В дни войны чей-то отряд впопыхах оставил у Назарьевского моста под дубом походную кухню. Сысой с дружками прикатил ее домой и приспособился варить в ней самогон. Ночами в летней кухне не потухал огонек. Шныряли туда дружки, голосили песни.
— Власть Советская, а жизнь — кадетская! — ликовал завеселевший Сысой. — Где-то наши крепко поджимают. Не иначе, взыграет скоро… По-нашему будет! Слыхал, беспризорники на усадьбе передрались — казачата с кацапятами. Да так дрались, что гробов десять вчера на бугре закопали. Дети, они тоже чуют, к чему дело идет. Поравнять да помирить захотели тех, кого вовеки не помирить.
И будто в доказательство верности и сплоченности казачества, Шутовы в воскресный день подрались с приехавшими к ним издалека гостями. Дрались долго и молча, дрались кнутами, шлеями и хомутами. Звенели стекла, трещали оглобли. А утром хозяева и гости опохмелились, сели рядком, оборванные и подкрашенные синяками. Сшивая сбрую, запели протяжную старинную песню про отважного казака Игната Некрасова.

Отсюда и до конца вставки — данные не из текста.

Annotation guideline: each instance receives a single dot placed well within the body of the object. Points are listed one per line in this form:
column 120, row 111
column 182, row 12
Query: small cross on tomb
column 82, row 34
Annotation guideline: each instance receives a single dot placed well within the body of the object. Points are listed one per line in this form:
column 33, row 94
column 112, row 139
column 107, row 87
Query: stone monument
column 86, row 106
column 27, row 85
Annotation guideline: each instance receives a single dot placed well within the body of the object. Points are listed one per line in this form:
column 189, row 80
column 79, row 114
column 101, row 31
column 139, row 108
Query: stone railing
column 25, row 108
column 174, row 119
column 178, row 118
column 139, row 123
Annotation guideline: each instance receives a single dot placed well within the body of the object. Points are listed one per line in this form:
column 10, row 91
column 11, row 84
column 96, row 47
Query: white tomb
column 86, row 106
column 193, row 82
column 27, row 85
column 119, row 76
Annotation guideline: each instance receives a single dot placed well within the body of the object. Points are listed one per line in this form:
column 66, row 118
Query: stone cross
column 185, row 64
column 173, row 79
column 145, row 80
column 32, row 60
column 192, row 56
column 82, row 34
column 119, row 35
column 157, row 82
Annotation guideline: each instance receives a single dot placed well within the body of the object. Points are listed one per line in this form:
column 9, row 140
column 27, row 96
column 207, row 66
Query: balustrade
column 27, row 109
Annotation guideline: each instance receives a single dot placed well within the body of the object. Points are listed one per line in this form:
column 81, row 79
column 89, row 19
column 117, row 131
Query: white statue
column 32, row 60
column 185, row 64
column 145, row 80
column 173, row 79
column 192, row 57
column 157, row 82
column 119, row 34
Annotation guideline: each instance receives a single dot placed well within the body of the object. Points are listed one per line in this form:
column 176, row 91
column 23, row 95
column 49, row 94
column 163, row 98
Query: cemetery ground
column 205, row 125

Подговаривал Сысой Игната:
— А может, махнем по шахтерским поселкам? Хоть поглядим, что за хутором делается. Иной раз такая охотка возьмет — скакать, рубить… И, знаешь, — Сысой пальцами пошевелил, — пострелять хочется, на курок нажать. Твои руки не зудятся? А то — давай. Один раз живем. Поедем? Да найдем Любаву-беглянку. Ну? То-то будет разговор по душам.
— Нет, не поеду, — отказывался Игнат, не глядя на Сысоя и злясь на то, что ему напомнили о былом. — Пострелять… Кой-кто могет и по тебе стрельнуть. То-то и оно, что один раз живем.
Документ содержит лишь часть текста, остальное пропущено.